Pandas is a powerhouse tool for data manipulation and analysis in Python, particularly favored in data science and finance for its ease of use and flexibility. Among its versatile set of features, the pivot() function stands out as a fundamental method for reshaping data and creating pivot tables useful for summarizing large data sets. This function helps in transforming data to a more readable and useful format, allowing for more in-depth analysis and quicker insight generation.

In this article, you learn how to effectively utilize the pivot() function to create pivot tables from a DataFrame. Explore different situations where this function becomes essential, like summarizing data, rotating data for a better view, and aggregating results under different scenarios.

Understanding Data Transformation with pivot()

Basics of the pivot() Function

Pandas pivot() function is used to create a new derived table out of a given one. The primary use of pivot() is to reshape or transform data according to given index/column values. Here’s how to start using it:

  1. Import the pandas library.

  2. Create or load an example DataFrame.

    python
    import pandas as pd
    
    data = {
        'Date': ['2023-01-01', '2023-01-02', '2023-01-02', '2023-01-03'],
        'Category': ['Tech', 'Finance', 'Tech', 'Sports'],
        'Value': [200, 220, 240, 100]
    }
    df = pd.DataFrame(data)
    print(df)
    

    The DataFrame df consists of dates, categories, and values, simulating a typical data log scenario.

Creating a Simple Pivot Table

Once you have a DataFrame, creating a pivot table to see values distributed across categories per date becomes straightforward:

  1. Specify index, columns, and values for the pivot function.

    python
    pivot_df = df.pivot(index='Date', columns='Category', values='Value')
    print(pivot_df)
    

    This pivots the table so that each date is expanded horizontally by the category with corresponding values being populated.
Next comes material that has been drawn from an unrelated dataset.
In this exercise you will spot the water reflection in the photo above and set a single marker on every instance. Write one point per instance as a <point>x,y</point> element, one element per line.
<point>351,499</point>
Unspecified combinations remain NaN.

Aggregating Data with Pivot Tables

  1. Recognize the need for aggregation if data has duplicates in the index/columns pair.

  2. Use the pivot_table() with an aggregation function to handle multiple values for a single index/column pair correctly.

    python
    pivot_table_df = df.pivot_table(index='Date', columns='Category', values='Value', aggfunc='sum')
    print(pivot_table_df)
    

    Here, the pivot_table() function is used because it supports aggregation, unlike pivot(). aggfunc='sum' will add up values in case there are duplicate entries for certain dates and categories.

Advanced Usage of pivot()

Multi-level Indexing in a Pivot Table

Multi-level indexing can enhance data presentation and allow more complex data summaries:

  1. Include additional category or identifier as part of the index.

    python
    df['Subcategory'] = ['Software', 'Banking', 'Hardware', 'Team Sports']
    pivot_multi_index_df = df.pivot_table(index=['Date', 'Subcategory'], columns='Category', values='Value')
    print(pivot_multi_index_df)
    

    This configuration helps in further breaking down the data, making insights even clearer at the more granular levels of categories.

Conclusion

Mastering the pivot() function in pandas significantly elevates data manipulation and analysis capabilities. It simplifies turning raw data into summarized tables, making it easier to observe patterns, trends, and anomalies. From simple restructurings to complex summaries, pivot() accommodates various data shapes and sizes, ensuring your analysis is comprehensive and insightful. Harness these techniques to transform data effectively and unlock deeper insights for your projects or data explorations.